We lie like this, not speaking, as her shivering subsides. Minutes pass, marked only by the storm's continuing fury and the steady rhythm of our breathing.

"Were you always like this?" she asks suddenly, voice quiet beneath the rain's persistent drumming.

"Like what?"

"So..." She pauses, searching for the word. "Angry.”

The question catches me off guard, digging beneath my defenses to something in my gut. I consider deflecting, maintaining the boundary still technically between us. The boundary we both imagine we can keep up, despite knowing we can’t.

"No," I answer instead, surprising myself with the honesty. "Not always."

She waits, not pushing but not retreating either. The silence between us shifts, becoming an invitation rather than a barrier.

"Before my parents died, I was different," I continue, the words emerging unfamiliar after years of silence. "More like Ethan, actually. Optimistic. Quick to laugh."

"What happened to them?" Her question carries no demands, only gentle curiosity.

"Hunter ambush." The words still taste bitter, even after a decade. "They went for an early morning run in wolf form. Never came back."

She makes a soft sound of understanding, her hand finding mine beneath the blankets in a gesture that feels surprisingly natural.

"I was eighteen," I continue. "Ethan was six. Old enough to remember them, young enough to still need... everything."

"You raised him."

"Tried to." My throat tightens unexpectedly. "Did my best. Maybe not good enough, in the end."

Her fingers squeeze mine, offering comfort I don't deserve but accept anyway. "I'm sure you were exactly what he needed."

"What about you?" I ask, needing to shift focus away from memories too sharp to handle. "Before Cheslem corrupted, what was your childhood like?"

She's quiet so long I think she might not answer. When she does, her voice carries the distance of someone retrieving something long stored away.

"Simple," she says finally. "Ordinary, sometimes. My mother kept a garden, I remember. Vegetables, mostly, but flowers too. She let me help plant the seedlings every spring. It all feels distant now.”

I can picture it—a younger Sera with dirt-smudged cheeks, carefully placing seeds in freshly turned earth.

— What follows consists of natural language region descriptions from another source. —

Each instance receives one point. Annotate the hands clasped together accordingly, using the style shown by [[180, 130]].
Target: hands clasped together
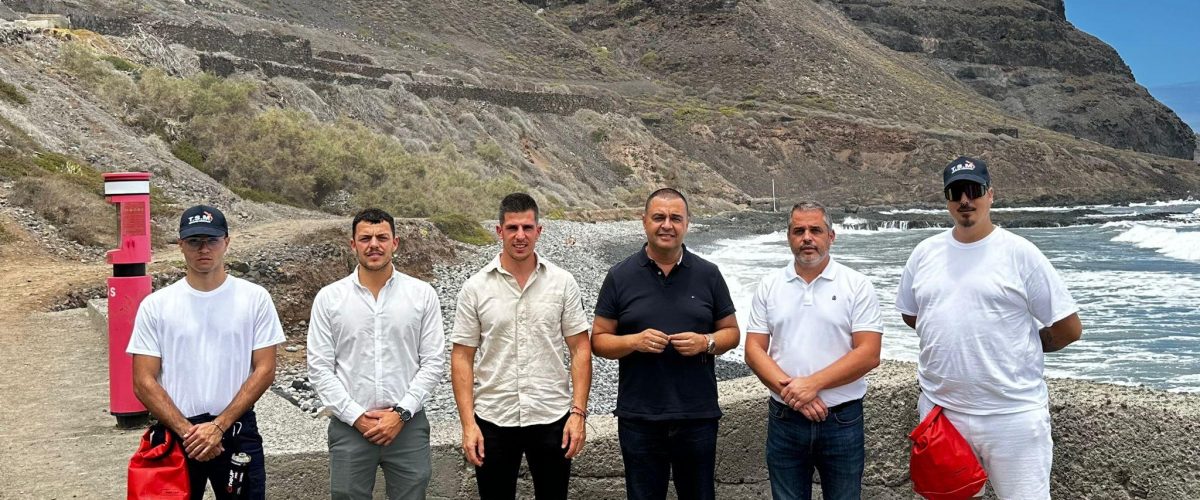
[[801, 395], [653, 341], [381, 427], [202, 441]]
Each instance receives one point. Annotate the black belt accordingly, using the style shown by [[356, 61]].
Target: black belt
[[834, 408]]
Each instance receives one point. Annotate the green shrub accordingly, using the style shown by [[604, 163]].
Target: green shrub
[[120, 64], [490, 151], [461, 228], [189, 154], [651, 59], [10, 92]]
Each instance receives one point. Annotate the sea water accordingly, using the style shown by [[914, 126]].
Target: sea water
[[1137, 284]]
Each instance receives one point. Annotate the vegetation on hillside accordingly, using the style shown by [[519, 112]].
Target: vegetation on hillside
[[285, 155]]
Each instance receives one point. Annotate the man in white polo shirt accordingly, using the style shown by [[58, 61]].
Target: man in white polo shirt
[[517, 314], [814, 333], [376, 353], [987, 303], [203, 353]]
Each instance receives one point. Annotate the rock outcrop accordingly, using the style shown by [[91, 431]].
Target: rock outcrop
[[1026, 56]]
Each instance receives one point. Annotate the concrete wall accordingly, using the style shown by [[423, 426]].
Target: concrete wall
[[1111, 443]]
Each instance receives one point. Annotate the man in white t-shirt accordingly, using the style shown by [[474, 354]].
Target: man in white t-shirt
[[376, 353], [203, 353], [987, 303], [814, 333]]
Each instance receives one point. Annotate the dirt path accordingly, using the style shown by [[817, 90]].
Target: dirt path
[[57, 438]]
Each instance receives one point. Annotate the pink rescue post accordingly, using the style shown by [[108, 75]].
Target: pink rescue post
[[126, 289]]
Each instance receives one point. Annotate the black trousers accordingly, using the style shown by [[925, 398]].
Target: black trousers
[[543, 449], [241, 437]]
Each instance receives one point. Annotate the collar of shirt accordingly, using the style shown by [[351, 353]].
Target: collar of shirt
[[829, 272], [684, 258], [495, 266], [358, 279]]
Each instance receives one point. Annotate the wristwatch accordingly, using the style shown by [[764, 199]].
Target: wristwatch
[[405, 415]]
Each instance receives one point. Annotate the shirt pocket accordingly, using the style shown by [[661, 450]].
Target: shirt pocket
[[547, 317]]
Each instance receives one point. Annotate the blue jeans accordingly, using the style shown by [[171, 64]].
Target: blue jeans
[[834, 447], [653, 451]]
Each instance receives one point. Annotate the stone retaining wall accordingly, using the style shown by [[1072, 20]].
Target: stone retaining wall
[[1110, 443]]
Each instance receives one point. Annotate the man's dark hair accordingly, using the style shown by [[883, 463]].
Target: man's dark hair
[[372, 216], [517, 203], [667, 193], [810, 205]]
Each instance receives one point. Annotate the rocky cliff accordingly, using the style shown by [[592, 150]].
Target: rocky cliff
[[1026, 56], [430, 107]]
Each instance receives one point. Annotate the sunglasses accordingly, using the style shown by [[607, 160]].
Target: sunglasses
[[201, 242], [973, 190]]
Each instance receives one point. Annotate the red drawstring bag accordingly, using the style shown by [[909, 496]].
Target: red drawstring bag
[[942, 464], [159, 471]]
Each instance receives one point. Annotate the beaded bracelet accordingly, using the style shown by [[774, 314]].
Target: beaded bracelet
[[580, 411]]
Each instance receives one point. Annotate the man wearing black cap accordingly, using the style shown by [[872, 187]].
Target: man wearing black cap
[[203, 353], [987, 303]]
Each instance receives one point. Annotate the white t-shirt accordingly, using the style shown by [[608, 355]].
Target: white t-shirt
[[810, 324], [978, 308], [205, 339]]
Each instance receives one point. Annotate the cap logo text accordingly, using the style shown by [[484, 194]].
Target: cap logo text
[[204, 217], [964, 166]]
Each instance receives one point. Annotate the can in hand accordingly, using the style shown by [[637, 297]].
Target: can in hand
[[238, 465]]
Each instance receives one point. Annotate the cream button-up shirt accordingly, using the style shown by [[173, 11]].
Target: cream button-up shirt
[[521, 363], [367, 353]]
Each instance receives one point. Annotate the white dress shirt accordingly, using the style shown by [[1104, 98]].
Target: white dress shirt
[[521, 377], [367, 354]]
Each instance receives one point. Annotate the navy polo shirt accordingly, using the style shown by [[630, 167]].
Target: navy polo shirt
[[667, 385]]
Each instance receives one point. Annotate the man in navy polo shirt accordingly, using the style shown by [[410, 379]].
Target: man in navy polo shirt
[[666, 313]]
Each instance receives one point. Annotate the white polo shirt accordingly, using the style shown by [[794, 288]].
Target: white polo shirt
[[811, 324]]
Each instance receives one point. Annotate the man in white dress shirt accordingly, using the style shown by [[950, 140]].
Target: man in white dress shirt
[[815, 332], [376, 353]]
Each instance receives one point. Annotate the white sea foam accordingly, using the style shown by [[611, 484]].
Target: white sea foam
[[1169, 241]]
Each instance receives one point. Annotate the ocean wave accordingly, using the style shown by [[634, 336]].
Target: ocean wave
[[1165, 240]]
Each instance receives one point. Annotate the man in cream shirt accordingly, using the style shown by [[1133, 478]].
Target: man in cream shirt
[[376, 353], [508, 365]]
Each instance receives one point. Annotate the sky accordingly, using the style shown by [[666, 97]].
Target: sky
[[1158, 38]]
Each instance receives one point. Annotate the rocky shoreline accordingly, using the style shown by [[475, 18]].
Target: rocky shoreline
[[588, 248]]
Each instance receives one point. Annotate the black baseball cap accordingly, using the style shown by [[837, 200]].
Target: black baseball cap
[[202, 221], [965, 168]]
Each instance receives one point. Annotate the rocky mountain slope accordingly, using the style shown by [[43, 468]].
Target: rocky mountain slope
[[1026, 56], [429, 108]]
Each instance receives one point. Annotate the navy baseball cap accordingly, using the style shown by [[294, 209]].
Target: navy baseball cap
[[202, 221], [965, 169]]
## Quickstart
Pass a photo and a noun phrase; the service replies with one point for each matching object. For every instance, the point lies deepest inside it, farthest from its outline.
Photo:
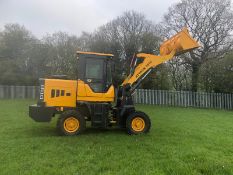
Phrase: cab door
(94, 76)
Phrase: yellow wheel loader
(91, 97)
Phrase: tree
(216, 75)
(16, 43)
(124, 36)
(211, 24)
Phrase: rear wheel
(71, 123)
(138, 123)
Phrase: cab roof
(95, 53)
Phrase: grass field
(181, 141)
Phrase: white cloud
(74, 16)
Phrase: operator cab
(95, 70)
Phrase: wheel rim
(71, 124)
(138, 124)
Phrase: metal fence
(19, 92)
(184, 99)
(143, 96)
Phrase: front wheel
(71, 123)
(138, 123)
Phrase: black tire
(74, 116)
(143, 118)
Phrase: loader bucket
(182, 42)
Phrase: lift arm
(181, 43)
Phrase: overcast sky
(74, 16)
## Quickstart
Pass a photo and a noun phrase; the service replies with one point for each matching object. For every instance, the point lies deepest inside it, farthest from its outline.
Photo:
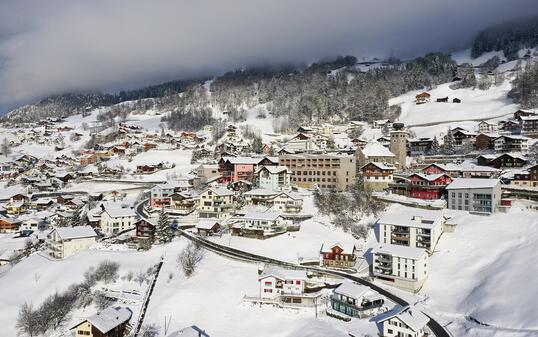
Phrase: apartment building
(474, 195)
(400, 266)
(325, 171)
(417, 228)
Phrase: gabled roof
(357, 291)
(375, 149)
(283, 274)
(78, 232)
(412, 317)
(418, 218)
(109, 318)
(347, 248)
(399, 251)
(464, 183)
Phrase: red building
(428, 186)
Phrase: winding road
(437, 329)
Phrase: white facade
(117, 220)
(277, 282)
(66, 241)
(405, 321)
(417, 228)
(402, 267)
(474, 195)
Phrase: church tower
(398, 144)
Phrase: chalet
(420, 146)
(66, 241)
(422, 98)
(526, 178)
(9, 225)
(88, 159)
(388, 269)
(259, 224)
(285, 286)
(474, 195)
(485, 141)
(338, 255)
(417, 228)
(511, 143)
(110, 322)
(116, 220)
(356, 300)
(404, 321)
(523, 113)
(508, 125)
(237, 168)
(463, 136)
(301, 142)
(208, 227)
(509, 160)
(487, 127)
(215, 203)
(529, 126)
(191, 331)
(377, 176)
(378, 124)
(428, 186)
(449, 169)
(276, 178)
(374, 152)
(145, 233)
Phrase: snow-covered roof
(382, 166)
(120, 212)
(191, 331)
(283, 274)
(399, 251)
(347, 248)
(274, 169)
(110, 318)
(412, 317)
(357, 291)
(207, 223)
(221, 191)
(78, 232)
(261, 191)
(375, 149)
(464, 183)
(418, 218)
(429, 177)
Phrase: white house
(356, 300)
(275, 178)
(418, 228)
(487, 127)
(66, 241)
(474, 195)
(285, 286)
(400, 266)
(259, 224)
(117, 220)
(404, 321)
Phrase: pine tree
(436, 148)
(162, 231)
(449, 147)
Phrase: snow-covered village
(352, 196)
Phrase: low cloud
(50, 47)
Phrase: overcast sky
(49, 47)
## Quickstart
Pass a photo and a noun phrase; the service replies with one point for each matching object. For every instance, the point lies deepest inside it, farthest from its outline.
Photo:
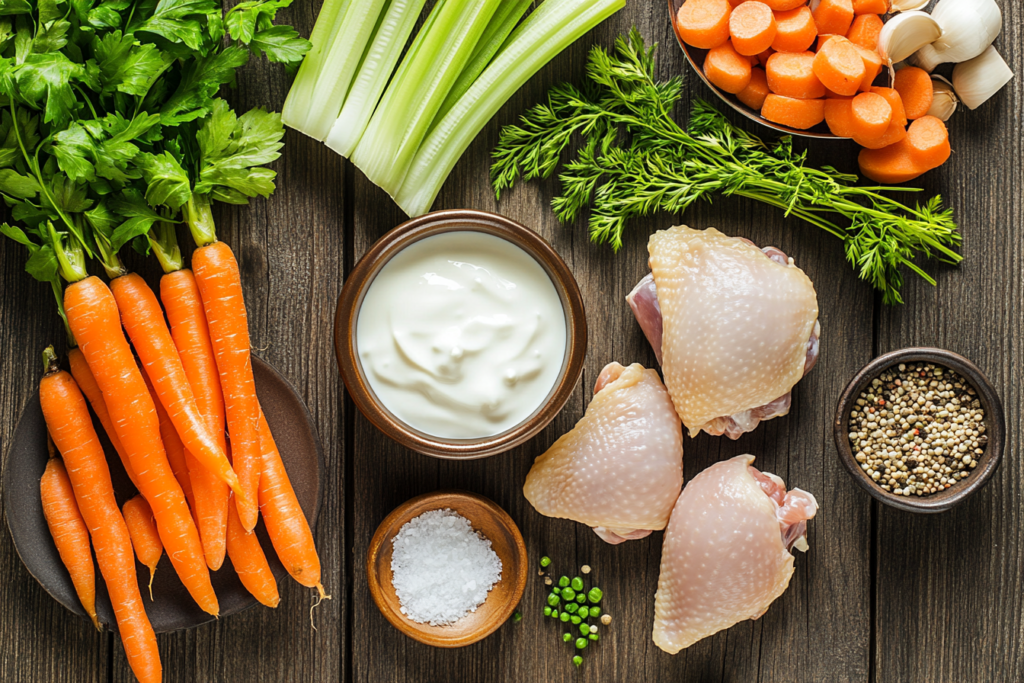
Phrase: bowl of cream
(460, 334)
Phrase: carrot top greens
(112, 130)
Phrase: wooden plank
(826, 608)
(949, 591)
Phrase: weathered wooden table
(881, 595)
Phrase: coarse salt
(441, 568)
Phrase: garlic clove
(905, 34)
(978, 79)
(943, 98)
(968, 28)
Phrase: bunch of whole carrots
(112, 134)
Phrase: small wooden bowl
(506, 541)
(361, 278)
(994, 423)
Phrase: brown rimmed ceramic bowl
(696, 56)
(994, 423)
(501, 602)
(361, 278)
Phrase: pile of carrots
(201, 493)
(801, 68)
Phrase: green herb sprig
(636, 160)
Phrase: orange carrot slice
(800, 114)
(704, 24)
(914, 88)
(840, 67)
(795, 30)
(752, 26)
(870, 115)
(792, 75)
(756, 91)
(727, 69)
(834, 16)
(864, 31)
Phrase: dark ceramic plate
(173, 608)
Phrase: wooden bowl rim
(994, 423)
(375, 259)
(730, 99)
(390, 525)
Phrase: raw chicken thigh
(733, 327)
(621, 468)
(726, 553)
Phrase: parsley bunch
(111, 127)
(636, 160)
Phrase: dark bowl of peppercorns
(920, 429)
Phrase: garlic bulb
(943, 98)
(968, 28)
(905, 34)
(977, 80)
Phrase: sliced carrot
(752, 26)
(792, 75)
(704, 24)
(928, 141)
(795, 30)
(870, 114)
(861, 7)
(840, 67)
(800, 114)
(890, 165)
(727, 69)
(914, 88)
(756, 91)
(839, 116)
(144, 538)
(872, 66)
(71, 536)
(834, 16)
(864, 31)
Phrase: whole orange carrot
(192, 337)
(93, 317)
(70, 534)
(286, 523)
(87, 383)
(144, 538)
(71, 426)
(220, 287)
(144, 323)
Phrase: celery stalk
(426, 75)
(378, 65)
(552, 28)
(502, 24)
(339, 67)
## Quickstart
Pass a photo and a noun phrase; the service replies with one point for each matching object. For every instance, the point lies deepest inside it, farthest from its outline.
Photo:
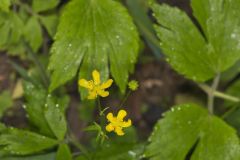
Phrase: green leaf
(119, 148)
(103, 32)
(5, 5)
(36, 99)
(44, 5)
(200, 56)
(20, 142)
(55, 117)
(11, 29)
(46, 111)
(50, 23)
(5, 102)
(33, 33)
(139, 12)
(187, 125)
(63, 153)
(232, 115)
(49, 156)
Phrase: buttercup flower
(95, 87)
(117, 123)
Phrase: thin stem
(218, 94)
(100, 115)
(78, 145)
(125, 99)
(211, 94)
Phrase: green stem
(100, 115)
(125, 99)
(218, 94)
(211, 94)
(78, 145)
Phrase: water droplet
(131, 153)
(233, 35)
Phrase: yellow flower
(95, 87)
(117, 123)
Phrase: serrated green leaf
(139, 12)
(45, 111)
(11, 29)
(63, 153)
(119, 148)
(44, 5)
(49, 156)
(186, 125)
(200, 56)
(55, 117)
(33, 33)
(20, 142)
(36, 99)
(4, 5)
(50, 23)
(5, 102)
(91, 40)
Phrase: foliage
(100, 38)
(92, 41)
(190, 127)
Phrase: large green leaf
(200, 56)
(55, 116)
(44, 5)
(90, 33)
(33, 33)
(45, 111)
(11, 29)
(20, 142)
(50, 23)
(36, 99)
(49, 156)
(186, 125)
(118, 148)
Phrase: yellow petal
(109, 127)
(92, 95)
(107, 84)
(110, 117)
(96, 77)
(121, 114)
(119, 131)
(103, 93)
(86, 84)
(126, 123)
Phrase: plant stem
(218, 94)
(100, 110)
(75, 142)
(211, 94)
(125, 98)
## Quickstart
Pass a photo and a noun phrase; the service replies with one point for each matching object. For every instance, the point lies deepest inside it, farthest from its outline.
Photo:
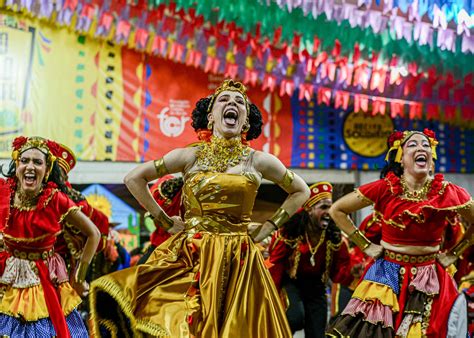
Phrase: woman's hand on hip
(374, 250)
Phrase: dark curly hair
(295, 227)
(392, 166)
(200, 121)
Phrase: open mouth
(30, 178)
(421, 159)
(231, 117)
(325, 221)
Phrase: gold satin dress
(206, 281)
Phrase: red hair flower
(53, 147)
(396, 135)
(19, 142)
(429, 133)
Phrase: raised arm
(85, 225)
(137, 179)
(466, 241)
(272, 169)
(340, 212)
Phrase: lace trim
(20, 273)
(116, 292)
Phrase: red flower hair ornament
(398, 138)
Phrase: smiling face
(319, 213)
(31, 170)
(417, 158)
(229, 113)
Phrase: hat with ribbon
(319, 191)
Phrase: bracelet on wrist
(461, 247)
(358, 238)
(272, 223)
(165, 221)
(81, 272)
(279, 218)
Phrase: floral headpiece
(230, 85)
(65, 156)
(398, 138)
(48, 147)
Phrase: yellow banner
(56, 84)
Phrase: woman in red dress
(35, 295)
(407, 290)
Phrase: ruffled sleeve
(64, 205)
(451, 197)
(372, 191)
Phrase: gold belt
(32, 256)
(413, 259)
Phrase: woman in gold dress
(209, 279)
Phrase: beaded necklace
(415, 195)
(219, 154)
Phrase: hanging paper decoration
(340, 63)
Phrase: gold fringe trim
(362, 197)
(138, 326)
(29, 240)
(71, 209)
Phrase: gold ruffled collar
(219, 154)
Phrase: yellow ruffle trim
(414, 331)
(370, 291)
(108, 285)
(30, 305)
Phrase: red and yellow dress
(206, 281)
(404, 295)
(36, 298)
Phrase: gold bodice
(219, 202)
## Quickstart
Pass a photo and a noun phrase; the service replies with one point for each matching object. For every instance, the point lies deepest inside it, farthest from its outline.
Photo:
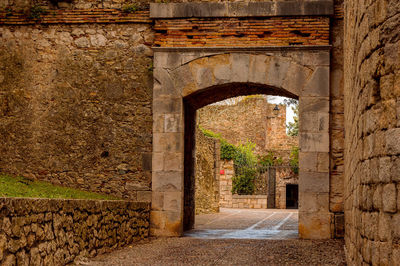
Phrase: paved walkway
(233, 237)
(247, 224)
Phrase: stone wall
(372, 113)
(336, 119)
(250, 119)
(58, 232)
(227, 200)
(283, 177)
(207, 174)
(213, 32)
(75, 102)
(225, 184)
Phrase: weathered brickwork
(58, 232)
(80, 16)
(372, 113)
(207, 174)
(272, 31)
(252, 119)
(75, 106)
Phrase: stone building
(252, 119)
(85, 102)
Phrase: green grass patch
(22, 187)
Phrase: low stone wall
(227, 200)
(58, 231)
(249, 201)
(225, 184)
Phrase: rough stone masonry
(77, 100)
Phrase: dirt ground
(232, 237)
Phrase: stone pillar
(314, 215)
(168, 148)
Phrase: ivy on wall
(248, 166)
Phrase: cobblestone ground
(232, 237)
(247, 224)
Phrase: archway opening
(196, 102)
(187, 80)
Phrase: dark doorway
(292, 196)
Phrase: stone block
(163, 84)
(276, 71)
(389, 198)
(377, 198)
(157, 200)
(168, 142)
(385, 166)
(314, 122)
(173, 223)
(240, 67)
(144, 196)
(173, 201)
(258, 69)
(393, 141)
(323, 162)
(313, 182)
(173, 123)
(167, 181)
(167, 105)
(222, 74)
(173, 162)
(157, 220)
(147, 161)
(158, 123)
(315, 225)
(182, 77)
(318, 85)
(158, 161)
(314, 202)
(314, 142)
(296, 78)
(384, 228)
(313, 104)
(308, 161)
(203, 76)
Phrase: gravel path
(191, 251)
(232, 237)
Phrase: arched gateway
(189, 78)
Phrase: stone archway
(186, 79)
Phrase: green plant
(293, 127)
(265, 161)
(228, 151)
(243, 185)
(36, 12)
(130, 8)
(9, 12)
(22, 187)
(294, 159)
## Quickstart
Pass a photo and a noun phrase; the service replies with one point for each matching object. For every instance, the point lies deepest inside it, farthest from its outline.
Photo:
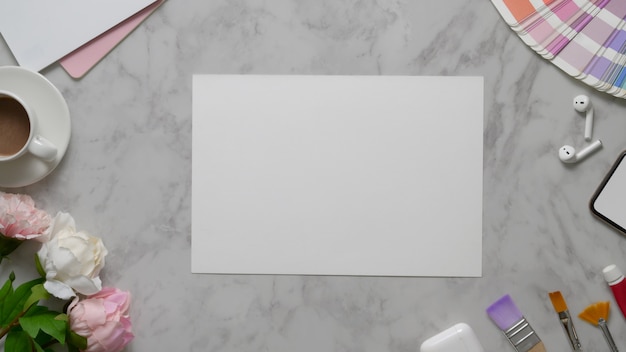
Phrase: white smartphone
(609, 201)
(458, 338)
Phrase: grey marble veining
(127, 177)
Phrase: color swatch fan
(584, 38)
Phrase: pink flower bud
(103, 319)
(20, 219)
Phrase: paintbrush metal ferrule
(568, 326)
(607, 335)
(522, 336)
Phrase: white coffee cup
(19, 130)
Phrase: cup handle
(42, 148)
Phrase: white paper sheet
(337, 175)
(40, 32)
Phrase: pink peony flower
(103, 319)
(20, 219)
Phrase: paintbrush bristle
(558, 301)
(593, 313)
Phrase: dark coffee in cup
(14, 126)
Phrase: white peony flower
(72, 260)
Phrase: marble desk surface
(127, 177)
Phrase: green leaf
(13, 304)
(38, 292)
(7, 287)
(18, 341)
(76, 342)
(52, 323)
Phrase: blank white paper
(337, 175)
(40, 32)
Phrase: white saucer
(54, 124)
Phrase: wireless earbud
(583, 104)
(568, 154)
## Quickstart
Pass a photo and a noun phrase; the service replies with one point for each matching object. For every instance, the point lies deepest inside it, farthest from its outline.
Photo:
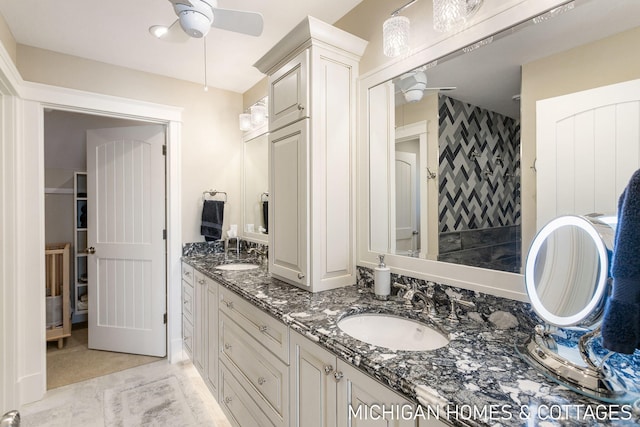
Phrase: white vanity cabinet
(326, 391)
(205, 329)
(187, 308)
(254, 363)
(312, 80)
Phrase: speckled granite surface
(477, 380)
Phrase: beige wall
(608, 61)
(211, 151)
(7, 39)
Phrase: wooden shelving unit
(80, 245)
(57, 292)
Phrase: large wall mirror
(256, 186)
(452, 174)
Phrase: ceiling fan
(196, 17)
(413, 85)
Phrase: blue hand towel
(621, 321)
(212, 218)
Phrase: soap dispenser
(382, 280)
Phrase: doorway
(65, 164)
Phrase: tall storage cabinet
(312, 81)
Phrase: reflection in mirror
(256, 191)
(469, 193)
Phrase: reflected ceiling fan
(197, 17)
(412, 85)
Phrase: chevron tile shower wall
(479, 188)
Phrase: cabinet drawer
(187, 336)
(270, 332)
(187, 301)
(267, 375)
(237, 404)
(187, 273)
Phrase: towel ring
(213, 193)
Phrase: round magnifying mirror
(567, 270)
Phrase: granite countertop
(478, 379)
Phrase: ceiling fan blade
(184, 2)
(174, 34)
(238, 21)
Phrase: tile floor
(84, 403)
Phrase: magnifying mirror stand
(593, 380)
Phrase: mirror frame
(247, 137)
(483, 25)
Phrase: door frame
(24, 141)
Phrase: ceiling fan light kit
(196, 17)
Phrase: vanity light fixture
(450, 15)
(395, 33)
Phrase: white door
(406, 202)
(587, 148)
(126, 221)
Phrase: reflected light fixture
(255, 116)
(451, 15)
(395, 33)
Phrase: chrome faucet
(429, 307)
(261, 255)
(411, 292)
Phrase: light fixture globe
(196, 19)
(413, 85)
(395, 36)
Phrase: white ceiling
(116, 32)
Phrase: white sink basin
(237, 267)
(392, 332)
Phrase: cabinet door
(289, 92)
(212, 337)
(361, 401)
(313, 385)
(288, 184)
(200, 322)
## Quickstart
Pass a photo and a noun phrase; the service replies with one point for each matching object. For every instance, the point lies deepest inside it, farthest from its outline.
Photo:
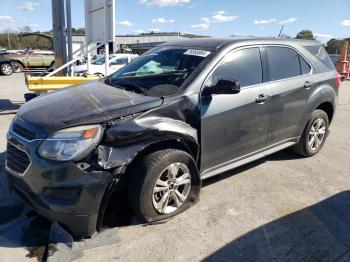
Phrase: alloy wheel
(7, 69)
(171, 188)
(317, 134)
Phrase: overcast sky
(326, 18)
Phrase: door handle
(262, 98)
(307, 84)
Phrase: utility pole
(59, 37)
(8, 39)
(279, 35)
(69, 31)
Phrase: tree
(305, 34)
(334, 46)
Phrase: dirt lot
(280, 208)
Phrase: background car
(6, 67)
(97, 67)
(30, 58)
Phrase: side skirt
(248, 158)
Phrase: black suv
(180, 113)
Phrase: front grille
(17, 161)
(23, 132)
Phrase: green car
(30, 58)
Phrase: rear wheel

"My father taught music in the human school one town over," she continues. "He had to hide what he was, of course, but he loved the work. Came home every day with stories about his students. He never got to teach me the piano.”

"You’d be good at music," I say without thinking.

She twists slightly to look at me, surprise evident in her expression. "How would you know that?"

"Just a guess," I murmur, embarrassed by the slip. "You seem like someone who’d be good at music.”

I hardly know what I’m saying. I feel drunk, somehow. I feel out of control of my own mouth.

The storm outside intensifies, a particularly violent gust rattling the windows in their frames. Sera startles slightly, pressing closer against me in instinctive response. My arm tightens around her waist, protective without conscious intent.

"We lost it so gradually," she says after a moment, voice barely audible above the rain. "The normality. The safety. First came the restrictions—where we could go, who we could talk to. Then the rituals, small at first. By the time we recognized the danger, it was too late."

"You survived," I remind her. "When many others didn't."

"Sometimes survival feels like its own kind of failure." The admission carries the weight of long-held guilt. "Watching others break while you remain hidden, protected. I watched people die. You can’t ever be proud of that.”

"That wasn't your choice," I say, unexpected fierceness coloring my tone. "You were a child."

"So was Ethan."

The simple statement lands like a physical blow. I stiffen, every muscle suddenly rigid with tension.

"That was different," I say, voice dropping dangerously low.